Glaucoma is not curable, and vision lost cannot be regained. With medication and/or surgery, it is possible to halt further loss of vision. Since open-angle glaucoma is a chronic condition, it must be monitored for life. Diagnosis is the first step to preserving your vision. It can cause blindness if it is left untreated, and unfortunately approximately 10% of people with glaucoma who receive proper treatment still experience loss of vision.
Everyone is at risk for glaucoma from babies to senior citizens. Older people are at a higher risk for glaucoma but babies can be born with glaucoma (approximately 1 out of every 10,000 babies born in the United States). Young adults can get glaucoma, too. African Americans in particular are susceptible at a younger age.
With open-angle glaucoma, the most common form, there are virtually no symptoms. Usually, no pain is associated with increased eye pressure. Vision loss begins with peripheral or side vision. You may compensate for this unconsciously by turning your head to the side, and may not notice anything until significant vision is lost. The best way to protect your sight from glaucoma is to get tested. If you have glaucoma, treatment can begin immediately.
A Prevent Blindness Survey found that:
- Blindness ranked third (after cancer and heart disease) as people's major fear.
- 20% of people knew that glaucoma was related to elevated pressure within the eye.
- Most of them mistakenly thought people could tell if they had glaucoma due to symptoms, or that it was easily cured, or that it did not lead to blindness.
- 50% had heard of glaucoma, but weren't sure what it was.
- 30% had never heard of glaucoma.
Childhood glaucoma — also referred to as congenital glaucoma, pediatric, or infantile glaucoma — occurs in babies and young children. It is usually diagnosed within the first year of life. It is a rare condition that may be inherited, caused by incorrect development of the eye’s drainage system before birth. This leads to increased intraocular pressure, which in turn damages the optic nerve.
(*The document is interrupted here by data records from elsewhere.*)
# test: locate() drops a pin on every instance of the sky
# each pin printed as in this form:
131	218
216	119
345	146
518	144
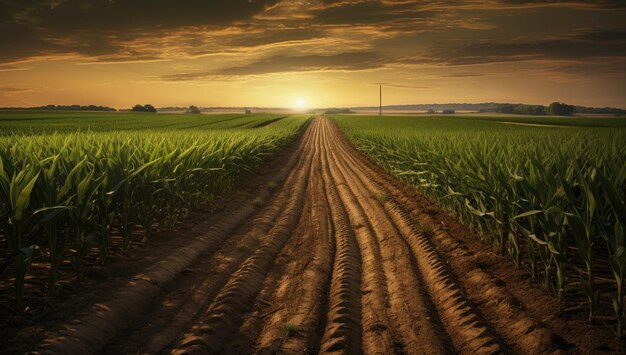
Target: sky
322	53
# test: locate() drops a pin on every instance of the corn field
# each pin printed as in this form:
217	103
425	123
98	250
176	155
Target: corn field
551	198
61	194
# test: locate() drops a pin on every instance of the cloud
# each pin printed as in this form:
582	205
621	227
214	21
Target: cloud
350	61
588	44
33	28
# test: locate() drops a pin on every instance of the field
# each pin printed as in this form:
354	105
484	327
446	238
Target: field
546	191
181	233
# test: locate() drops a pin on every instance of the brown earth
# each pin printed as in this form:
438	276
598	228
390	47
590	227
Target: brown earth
340	258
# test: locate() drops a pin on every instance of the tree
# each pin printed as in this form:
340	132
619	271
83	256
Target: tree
139	108
192	109
561	109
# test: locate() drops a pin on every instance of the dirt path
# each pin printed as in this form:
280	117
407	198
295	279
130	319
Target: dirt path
333	262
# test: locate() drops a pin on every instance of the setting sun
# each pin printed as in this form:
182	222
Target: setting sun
300	103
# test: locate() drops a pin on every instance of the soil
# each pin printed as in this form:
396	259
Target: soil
339	257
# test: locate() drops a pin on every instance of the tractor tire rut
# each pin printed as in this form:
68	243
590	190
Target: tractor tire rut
334	261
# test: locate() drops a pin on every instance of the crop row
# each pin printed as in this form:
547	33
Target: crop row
61	195
551	198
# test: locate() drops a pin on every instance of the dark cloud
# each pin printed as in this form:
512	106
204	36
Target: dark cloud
350	61
31	28
9	90
578	47
369	12
273	36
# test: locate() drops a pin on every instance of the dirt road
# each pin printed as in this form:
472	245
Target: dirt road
333	262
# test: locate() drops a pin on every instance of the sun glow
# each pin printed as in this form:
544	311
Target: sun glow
300	104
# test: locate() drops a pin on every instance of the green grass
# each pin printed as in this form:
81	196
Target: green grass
37	122
551	197
66	179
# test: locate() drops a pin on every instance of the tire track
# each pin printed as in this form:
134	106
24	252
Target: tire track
332	263
518	329
416	327
225	313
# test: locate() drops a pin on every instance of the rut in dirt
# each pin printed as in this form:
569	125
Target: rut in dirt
331	263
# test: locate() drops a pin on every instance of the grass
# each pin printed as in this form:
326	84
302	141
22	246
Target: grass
67	179
289	329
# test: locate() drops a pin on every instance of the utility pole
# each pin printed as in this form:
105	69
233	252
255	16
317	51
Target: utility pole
380	99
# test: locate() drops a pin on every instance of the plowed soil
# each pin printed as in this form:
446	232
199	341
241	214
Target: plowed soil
337	258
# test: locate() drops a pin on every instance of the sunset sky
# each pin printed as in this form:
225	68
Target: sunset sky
325	53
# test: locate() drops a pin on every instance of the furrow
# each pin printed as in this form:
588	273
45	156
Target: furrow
287	312
342	333
521	332
225	313
153	335
416	328
376	329
464	323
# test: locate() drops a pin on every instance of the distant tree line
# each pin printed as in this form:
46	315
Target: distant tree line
555	108
600	110
337	111
63	108
192	109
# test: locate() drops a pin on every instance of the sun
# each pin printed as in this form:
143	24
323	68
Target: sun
300	103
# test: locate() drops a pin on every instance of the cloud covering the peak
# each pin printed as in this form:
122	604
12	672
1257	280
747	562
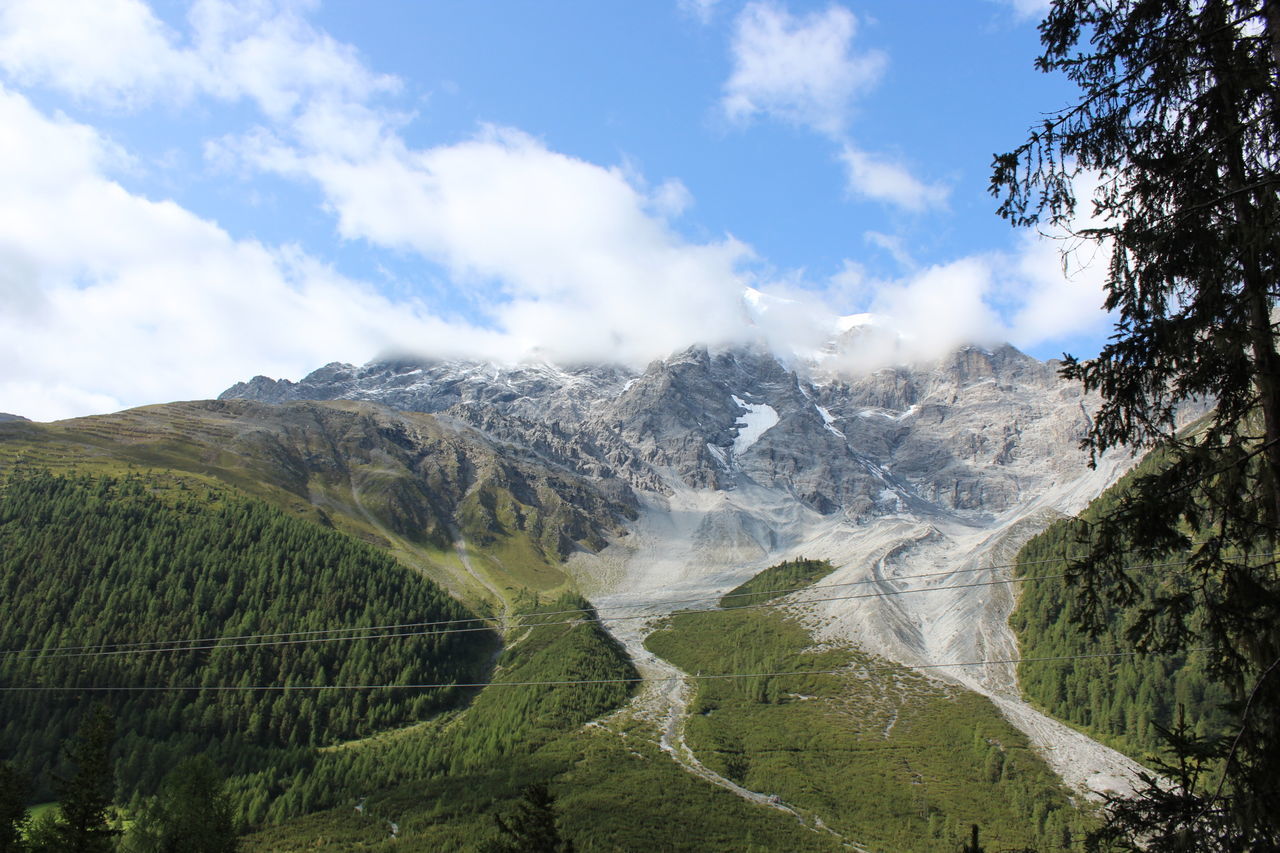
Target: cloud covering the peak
118	296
Symptoms of childhood glaucoma include enlarged eyes, cloudiness of the cornea, and photosensitivity (sensitivity to light).
The only proven treatment for POAG is lowering IOP. There is now substantial evidence from randomized trials that lowering IOP reduces the risk of progression of POAG. IOP may be lowered by medical therapy (topical and systemic), laser therapy and surgical procedures. There is no strong evidence supporting which of medical, laser or surgical therapy should be given initially. For example, the CIGTS (Collaborative Initial Glaucoma Treatment Study) showed no significant difference in outcome between patients randomized to either medical therapy or trabeculectomy. Commonly, patients are started on medical therapy with possible adjunctive laser therapy, and only if these measures fail is surgery considered.
Topical therapy includes:
- Alpha-agonists (apraclonidine, brimonidine)
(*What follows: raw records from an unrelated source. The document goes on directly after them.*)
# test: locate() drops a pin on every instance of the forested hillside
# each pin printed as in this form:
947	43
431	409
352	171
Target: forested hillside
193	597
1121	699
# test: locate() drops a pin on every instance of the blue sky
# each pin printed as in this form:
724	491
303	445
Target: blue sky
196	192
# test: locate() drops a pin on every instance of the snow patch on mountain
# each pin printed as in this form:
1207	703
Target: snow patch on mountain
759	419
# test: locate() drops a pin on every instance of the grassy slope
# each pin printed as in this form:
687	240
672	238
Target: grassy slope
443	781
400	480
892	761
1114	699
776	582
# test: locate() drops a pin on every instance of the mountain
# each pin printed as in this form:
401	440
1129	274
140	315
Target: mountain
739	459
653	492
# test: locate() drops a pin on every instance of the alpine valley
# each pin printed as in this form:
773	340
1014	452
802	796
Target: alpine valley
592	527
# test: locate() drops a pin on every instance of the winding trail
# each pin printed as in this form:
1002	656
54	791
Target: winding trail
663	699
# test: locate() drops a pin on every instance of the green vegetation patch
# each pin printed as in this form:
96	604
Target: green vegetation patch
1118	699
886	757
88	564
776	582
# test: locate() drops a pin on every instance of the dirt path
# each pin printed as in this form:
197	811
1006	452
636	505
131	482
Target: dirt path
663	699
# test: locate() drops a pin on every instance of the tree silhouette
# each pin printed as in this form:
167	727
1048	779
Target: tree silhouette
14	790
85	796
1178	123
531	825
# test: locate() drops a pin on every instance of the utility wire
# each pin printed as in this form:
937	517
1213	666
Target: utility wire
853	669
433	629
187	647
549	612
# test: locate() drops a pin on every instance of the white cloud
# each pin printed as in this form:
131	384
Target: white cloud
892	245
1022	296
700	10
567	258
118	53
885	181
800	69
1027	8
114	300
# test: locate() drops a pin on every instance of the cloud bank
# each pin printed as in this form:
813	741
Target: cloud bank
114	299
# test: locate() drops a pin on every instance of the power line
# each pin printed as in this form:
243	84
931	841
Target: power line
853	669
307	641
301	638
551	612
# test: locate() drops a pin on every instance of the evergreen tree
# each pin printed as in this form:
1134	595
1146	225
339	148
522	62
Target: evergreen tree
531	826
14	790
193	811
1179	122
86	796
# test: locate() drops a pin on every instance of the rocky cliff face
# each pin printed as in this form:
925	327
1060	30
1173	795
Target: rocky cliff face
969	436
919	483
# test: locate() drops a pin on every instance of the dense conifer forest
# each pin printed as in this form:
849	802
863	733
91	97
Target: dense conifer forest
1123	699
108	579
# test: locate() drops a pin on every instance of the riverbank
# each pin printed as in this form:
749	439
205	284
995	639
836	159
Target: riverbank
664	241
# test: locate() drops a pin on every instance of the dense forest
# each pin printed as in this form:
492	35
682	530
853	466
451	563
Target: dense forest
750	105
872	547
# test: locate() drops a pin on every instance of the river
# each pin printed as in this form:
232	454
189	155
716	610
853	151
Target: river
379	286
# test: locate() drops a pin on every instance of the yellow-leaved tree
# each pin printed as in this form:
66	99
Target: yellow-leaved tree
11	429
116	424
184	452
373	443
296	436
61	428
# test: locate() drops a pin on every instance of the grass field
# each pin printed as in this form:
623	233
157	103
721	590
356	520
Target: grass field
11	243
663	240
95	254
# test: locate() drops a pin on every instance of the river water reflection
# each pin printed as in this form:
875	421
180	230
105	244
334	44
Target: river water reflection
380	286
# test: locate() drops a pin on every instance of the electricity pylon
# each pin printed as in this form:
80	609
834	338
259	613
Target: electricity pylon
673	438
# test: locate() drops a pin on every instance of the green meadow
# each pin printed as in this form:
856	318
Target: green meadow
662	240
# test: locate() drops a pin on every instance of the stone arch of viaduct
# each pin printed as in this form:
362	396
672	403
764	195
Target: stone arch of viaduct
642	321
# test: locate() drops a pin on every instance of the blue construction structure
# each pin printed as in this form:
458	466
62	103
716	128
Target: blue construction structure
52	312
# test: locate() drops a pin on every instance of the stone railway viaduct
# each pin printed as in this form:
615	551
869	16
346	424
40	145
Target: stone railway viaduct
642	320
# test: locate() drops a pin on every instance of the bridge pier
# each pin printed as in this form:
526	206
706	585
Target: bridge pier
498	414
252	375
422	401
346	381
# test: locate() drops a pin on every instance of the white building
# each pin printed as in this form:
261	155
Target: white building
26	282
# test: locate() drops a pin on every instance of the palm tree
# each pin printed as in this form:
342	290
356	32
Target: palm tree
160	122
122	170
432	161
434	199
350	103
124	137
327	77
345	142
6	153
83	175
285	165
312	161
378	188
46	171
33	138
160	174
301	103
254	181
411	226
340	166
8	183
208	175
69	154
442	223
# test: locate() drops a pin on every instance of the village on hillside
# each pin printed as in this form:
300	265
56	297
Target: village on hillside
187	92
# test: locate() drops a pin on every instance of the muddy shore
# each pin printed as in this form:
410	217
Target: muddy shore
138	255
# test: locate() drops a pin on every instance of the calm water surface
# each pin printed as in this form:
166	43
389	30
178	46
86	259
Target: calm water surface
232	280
- Beta-blockers (timolol, betaxolol, carteolol, levobunolol,etc.)
- Carbonic anhydrase inhibitors (brinzolamide, dorzolamide)
- Miotics (pilocarpine,etc.)
- Prostaglandins (latanoprost, bimatoprost, travoprost, etc.)
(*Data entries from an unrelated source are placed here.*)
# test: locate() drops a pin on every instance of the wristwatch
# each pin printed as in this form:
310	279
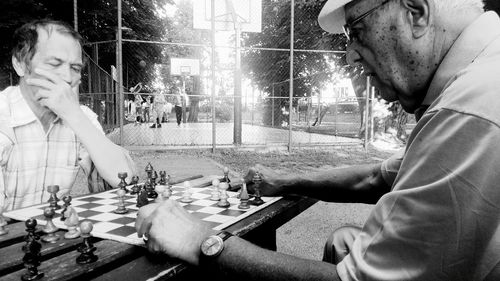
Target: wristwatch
213	245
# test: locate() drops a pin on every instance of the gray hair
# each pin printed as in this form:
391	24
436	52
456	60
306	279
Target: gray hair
458	5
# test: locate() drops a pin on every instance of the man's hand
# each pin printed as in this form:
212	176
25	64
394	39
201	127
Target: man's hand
170	229
272	183
54	93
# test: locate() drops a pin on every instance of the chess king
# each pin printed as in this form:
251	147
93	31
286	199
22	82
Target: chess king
45	135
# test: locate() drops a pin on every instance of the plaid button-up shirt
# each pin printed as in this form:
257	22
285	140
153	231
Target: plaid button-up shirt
32	159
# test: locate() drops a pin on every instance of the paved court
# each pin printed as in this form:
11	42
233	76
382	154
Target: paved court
200	134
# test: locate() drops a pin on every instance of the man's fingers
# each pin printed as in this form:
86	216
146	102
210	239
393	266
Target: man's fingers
54	78
39	82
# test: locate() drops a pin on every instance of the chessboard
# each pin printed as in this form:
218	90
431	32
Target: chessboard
98	208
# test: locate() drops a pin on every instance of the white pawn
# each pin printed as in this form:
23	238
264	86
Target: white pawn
223	186
215	190
160	189
186	196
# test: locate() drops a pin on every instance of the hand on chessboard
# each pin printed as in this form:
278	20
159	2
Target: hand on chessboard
271	183
168	228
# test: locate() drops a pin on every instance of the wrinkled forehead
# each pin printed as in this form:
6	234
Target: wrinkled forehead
356	8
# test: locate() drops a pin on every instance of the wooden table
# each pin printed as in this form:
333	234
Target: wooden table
120	261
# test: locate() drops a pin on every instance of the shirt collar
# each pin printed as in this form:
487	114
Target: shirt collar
468	46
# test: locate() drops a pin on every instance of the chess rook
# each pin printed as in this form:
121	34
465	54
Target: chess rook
87	248
98	208
67	202
243	195
53	189
3	223
256	181
223	202
121	204
215	190
50	229
123	184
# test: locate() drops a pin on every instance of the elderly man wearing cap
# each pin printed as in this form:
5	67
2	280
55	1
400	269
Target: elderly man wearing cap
437	205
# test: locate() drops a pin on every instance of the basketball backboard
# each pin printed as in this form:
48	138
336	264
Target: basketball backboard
184	66
249	14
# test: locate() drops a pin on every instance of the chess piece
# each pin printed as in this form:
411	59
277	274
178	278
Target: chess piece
167	192
53	189
3	223
71	223
121	204
215	190
135	189
163	178
135	180
223	186
67	202
49	228
150	188
87	248
256	181
142	198
226	177
160	189
154	176
244	196
123	184
186	196
31	249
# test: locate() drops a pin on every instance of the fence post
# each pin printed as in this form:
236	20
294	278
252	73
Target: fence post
119	70
367	106
212	62
292	19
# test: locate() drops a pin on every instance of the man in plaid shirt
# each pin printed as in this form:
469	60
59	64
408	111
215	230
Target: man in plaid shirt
45	135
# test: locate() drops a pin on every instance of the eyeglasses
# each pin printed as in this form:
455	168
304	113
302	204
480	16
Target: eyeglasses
348	26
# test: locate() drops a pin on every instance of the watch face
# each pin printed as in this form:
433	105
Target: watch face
212	246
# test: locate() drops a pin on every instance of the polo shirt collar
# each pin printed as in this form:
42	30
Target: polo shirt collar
468	46
20	112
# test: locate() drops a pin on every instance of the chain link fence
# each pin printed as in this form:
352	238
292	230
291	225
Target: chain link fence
286	84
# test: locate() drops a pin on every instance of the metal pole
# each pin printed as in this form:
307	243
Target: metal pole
237	75
272	108
212	61
119	69
367	105
372	119
75	14
292	19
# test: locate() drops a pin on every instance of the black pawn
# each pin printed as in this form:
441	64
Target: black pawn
149	170
87	248
67	202
31	251
226	177
142	199
163	178
150	189
135	180
135	189
256	182
123	184
154	176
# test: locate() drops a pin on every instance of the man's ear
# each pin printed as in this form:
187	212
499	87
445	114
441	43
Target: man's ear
418	15
19	67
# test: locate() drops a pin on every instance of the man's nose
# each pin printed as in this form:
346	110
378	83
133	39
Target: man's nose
352	57
64	73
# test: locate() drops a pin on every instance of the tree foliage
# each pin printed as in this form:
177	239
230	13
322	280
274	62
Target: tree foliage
97	21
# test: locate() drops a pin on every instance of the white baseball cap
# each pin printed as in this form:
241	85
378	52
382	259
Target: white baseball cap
332	16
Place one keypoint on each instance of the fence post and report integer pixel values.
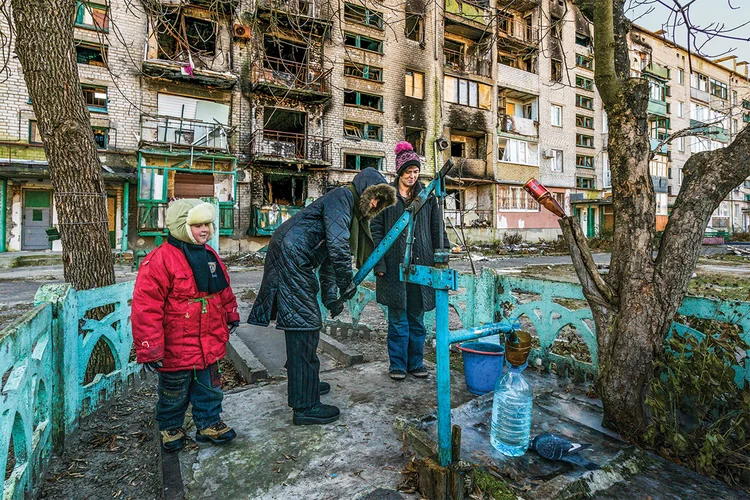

The most efficacious class of drops is the prostaglandin analogues. They are also the most convenient drops with once nightly dosage. Side effects are mainly local and include hyperemia, lengthening of lashes, darkening of iris color and peri-ocular skin pigmentation. These are reversible on stopping the medication.
The best locally tolerated drops are the beta-blockers, with very few patients experiencing ocular discomfort or redness. However, non-selective beta blockers are contraindicated in patients with respiratory diseases and some cardiac conditions.
Typical first line therapies are prostaglandin analogues and beta-blockers. Prostaglandin analogues are more efficacious and have less systemic side effects. Beta-blockers may be preferred in younger patients’ due to less local side effects, or in unilateral glaucoma to avoid cosmetically undesirable asymmetrical side-effects (such as lash growth).